After that, in the 'Text Services and Input Languages' window, go to 'Advanced Key Settings' and verify or change the option to toggle between the two keyboard layouts.  The default is to use Left Alt+Shift but this can be changed to something else if you wish.



Once set, when you launch the RemoteApp you can now toggle the keyboard layout by simply pressing the toggle command you set and away you go!  Simple....as IT should be! :)

Friday 18 January 2013

Missing 'Unknown Media Changer' from device manager

We recently performed an expansion to one of our tape libraries which was a Quantum Scalar i500 unit.  These are very flexible units which range from 2 to 18 tape drives depending on configuration.
We we expanding this unit from 4 to 10 LTO4 drives which meant that we had to add two new drives to the existing enclosure and then bolt on a 9u expansion unit to house the other 4 drives.

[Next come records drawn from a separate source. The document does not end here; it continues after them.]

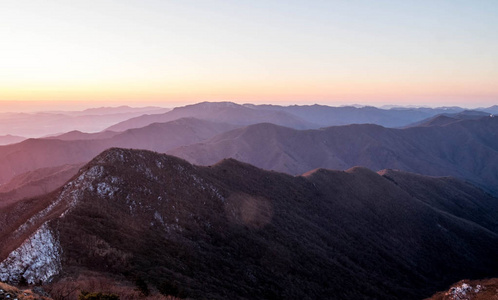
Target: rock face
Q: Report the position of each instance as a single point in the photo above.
(233, 231)
(470, 290)
(38, 258)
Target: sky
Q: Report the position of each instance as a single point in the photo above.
(168, 53)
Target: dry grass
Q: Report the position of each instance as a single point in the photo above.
(19, 294)
(70, 288)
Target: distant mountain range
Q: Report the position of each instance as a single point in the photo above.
(49, 123)
(296, 116)
(77, 147)
(465, 148)
(10, 139)
(233, 231)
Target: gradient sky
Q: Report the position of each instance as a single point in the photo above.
(174, 52)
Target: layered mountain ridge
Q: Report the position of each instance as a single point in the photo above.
(233, 231)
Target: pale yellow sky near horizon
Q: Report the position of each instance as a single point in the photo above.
(79, 54)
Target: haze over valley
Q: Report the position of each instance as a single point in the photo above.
(163, 150)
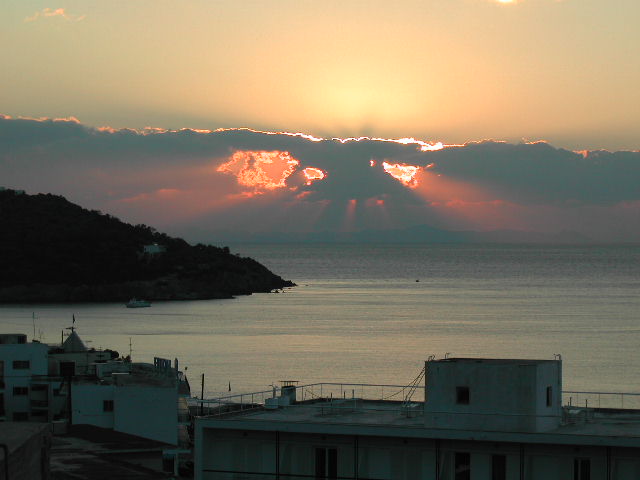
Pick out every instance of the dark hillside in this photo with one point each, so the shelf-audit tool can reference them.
(54, 250)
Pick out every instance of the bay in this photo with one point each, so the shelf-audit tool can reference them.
(374, 313)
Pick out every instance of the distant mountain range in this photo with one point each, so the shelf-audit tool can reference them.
(52, 250)
(414, 234)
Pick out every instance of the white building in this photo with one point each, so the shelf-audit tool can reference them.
(154, 249)
(482, 419)
(20, 363)
(148, 401)
(70, 383)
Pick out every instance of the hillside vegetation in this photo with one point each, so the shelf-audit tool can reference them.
(54, 250)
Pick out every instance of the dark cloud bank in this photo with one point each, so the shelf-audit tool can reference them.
(169, 179)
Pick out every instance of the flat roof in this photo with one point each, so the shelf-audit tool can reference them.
(613, 427)
(493, 361)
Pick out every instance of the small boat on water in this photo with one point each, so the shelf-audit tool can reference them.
(136, 303)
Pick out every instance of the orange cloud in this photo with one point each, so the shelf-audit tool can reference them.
(57, 12)
(406, 174)
(260, 169)
(312, 174)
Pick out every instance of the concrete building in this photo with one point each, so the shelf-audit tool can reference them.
(471, 419)
(71, 384)
(24, 451)
(154, 249)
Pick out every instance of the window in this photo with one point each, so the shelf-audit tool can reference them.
(21, 364)
(498, 467)
(581, 469)
(462, 466)
(326, 463)
(20, 391)
(462, 395)
(107, 406)
(67, 369)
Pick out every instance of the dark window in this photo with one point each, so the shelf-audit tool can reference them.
(67, 369)
(462, 466)
(326, 463)
(498, 467)
(20, 416)
(21, 364)
(107, 406)
(21, 390)
(462, 395)
(581, 469)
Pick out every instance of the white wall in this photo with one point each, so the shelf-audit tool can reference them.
(386, 458)
(87, 404)
(503, 395)
(36, 355)
(147, 411)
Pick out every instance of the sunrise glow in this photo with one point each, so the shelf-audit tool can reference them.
(312, 174)
(260, 169)
(406, 174)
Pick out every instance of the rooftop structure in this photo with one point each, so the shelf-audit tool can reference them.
(72, 384)
(482, 418)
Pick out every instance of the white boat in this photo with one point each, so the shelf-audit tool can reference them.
(136, 303)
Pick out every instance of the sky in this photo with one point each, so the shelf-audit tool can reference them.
(505, 99)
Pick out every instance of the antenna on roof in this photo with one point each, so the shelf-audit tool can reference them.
(73, 324)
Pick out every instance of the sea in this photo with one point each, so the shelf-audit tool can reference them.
(373, 313)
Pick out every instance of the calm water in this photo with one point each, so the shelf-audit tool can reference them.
(359, 315)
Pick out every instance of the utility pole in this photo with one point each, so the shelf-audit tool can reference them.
(202, 396)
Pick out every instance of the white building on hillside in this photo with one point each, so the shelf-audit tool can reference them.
(482, 419)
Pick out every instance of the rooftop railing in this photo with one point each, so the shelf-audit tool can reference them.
(327, 396)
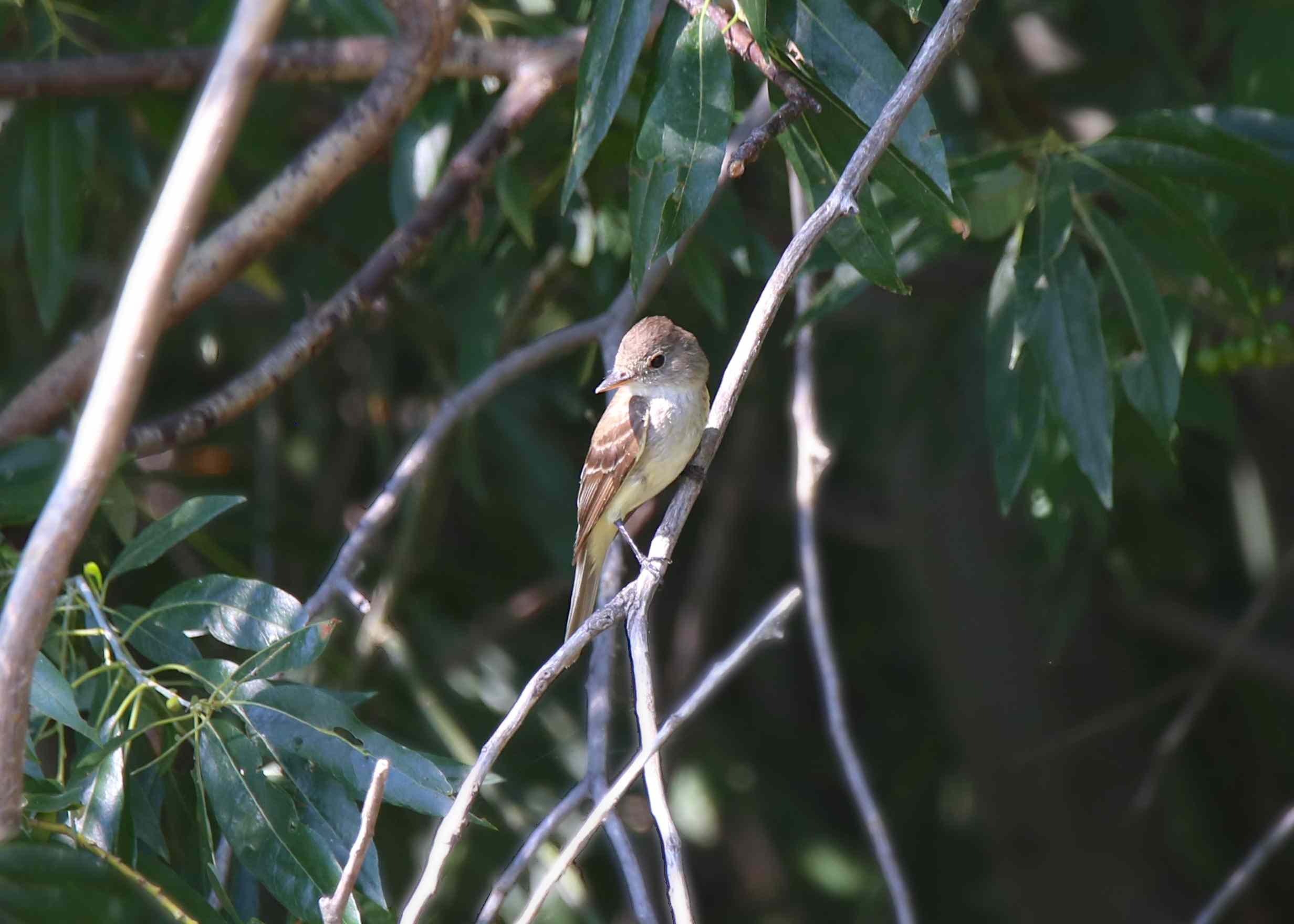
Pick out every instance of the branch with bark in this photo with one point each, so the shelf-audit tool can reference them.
(314, 61)
(134, 333)
(275, 213)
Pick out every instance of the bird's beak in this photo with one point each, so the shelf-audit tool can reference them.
(615, 379)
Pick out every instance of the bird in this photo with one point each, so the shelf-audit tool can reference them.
(645, 439)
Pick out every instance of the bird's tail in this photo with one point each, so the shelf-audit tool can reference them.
(588, 575)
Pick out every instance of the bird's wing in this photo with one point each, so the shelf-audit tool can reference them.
(618, 444)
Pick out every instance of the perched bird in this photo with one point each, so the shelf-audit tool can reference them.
(643, 440)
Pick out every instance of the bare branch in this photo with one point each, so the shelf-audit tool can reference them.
(1179, 728)
(320, 61)
(523, 98)
(278, 209)
(813, 456)
(333, 906)
(497, 377)
(135, 328)
(1244, 874)
(768, 628)
(941, 40)
(654, 774)
(456, 820)
(542, 831)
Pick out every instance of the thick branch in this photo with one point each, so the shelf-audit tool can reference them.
(523, 98)
(768, 628)
(941, 40)
(278, 209)
(333, 61)
(135, 328)
(813, 456)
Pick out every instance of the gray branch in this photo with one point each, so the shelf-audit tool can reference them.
(129, 347)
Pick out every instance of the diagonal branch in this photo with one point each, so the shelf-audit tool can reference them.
(813, 456)
(280, 207)
(768, 628)
(536, 82)
(941, 40)
(312, 61)
(135, 329)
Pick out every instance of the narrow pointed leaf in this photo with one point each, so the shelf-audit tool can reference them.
(1014, 387)
(307, 722)
(851, 60)
(1068, 329)
(263, 827)
(611, 51)
(1159, 404)
(52, 695)
(238, 611)
(162, 535)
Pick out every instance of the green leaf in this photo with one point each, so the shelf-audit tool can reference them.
(863, 240)
(160, 536)
(1188, 145)
(1052, 218)
(263, 827)
(1160, 205)
(308, 722)
(611, 51)
(1068, 328)
(104, 797)
(420, 151)
(43, 883)
(238, 611)
(52, 695)
(514, 198)
(332, 814)
(852, 61)
(294, 650)
(1159, 404)
(680, 146)
(55, 173)
(27, 472)
(160, 644)
(1014, 387)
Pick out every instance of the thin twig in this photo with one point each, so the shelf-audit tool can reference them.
(367, 124)
(472, 165)
(352, 59)
(119, 650)
(813, 456)
(1179, 728)
(541, 833)
(494, 380)
(1244, 874)
(941, 40)
(768, 628)
(452, 826)
(645, 710)
(135, 328)
(333, 906)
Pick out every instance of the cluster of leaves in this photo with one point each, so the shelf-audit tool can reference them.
(155, 764)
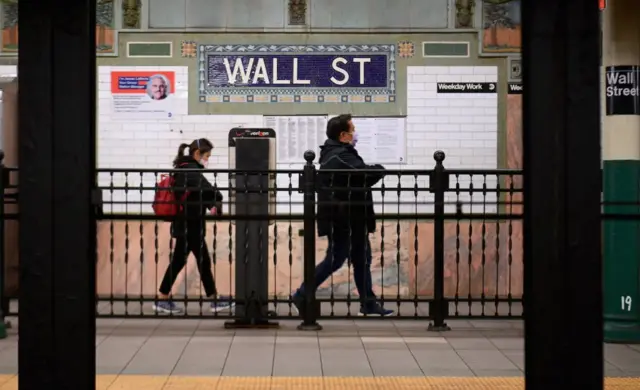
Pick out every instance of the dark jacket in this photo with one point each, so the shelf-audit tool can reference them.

All of this went well and after running all of the library tests and coming up good we were ready to re-present this library back to the backup servers to be re-incorporated to our backup policies.
It was here that we ran into a problem which I suspect is quite common in this situation.
When we brought our backup server online again the server could now see 10 LTO4 drives, but could no longer see the 'unknown media changer' which appears within device manager representing the library configuration.

After being sent on a bit of a goose chase by a Quantum article stating that this is caused by the wrong HBA driver installed on our fibre HBA (The article states that this is the case when a storport driver is used instead of a scsiport or fcport driver and to check with the HBA vendor for the correct driver to resolve the issue) it turns out that the issue was a lot simpler to fix (isn't it always the case?).

On the library configuration portal there is an option within the 'Setup' menu called 'Control Path'. This had nothing configured when we checked our library after the upgrade and as this sets up one of the tape drives to present all of the library configuration through to the connected server this was obviously our issue.
To resolve this we simply selected one of the drives to be the control path and applied the setting.  A quick re-scan of the devices within the media server and up popped our library and all of the correct slots etc.

The reason why this setting was no longer there was worrying to me though so I did some digging and it turns out that the way that the drive numbers are allocated can change when you add additional drives to the library, even if the original drives are not moved from their current slots.
Also, keep in mind that if you have more than one partition on your library that you will need to set the control path for each partition within the library.

PS: once you get the media changer presented to your server be sure to install the correct driver for the changer as this will then name the media changer with the make/model of the library etc.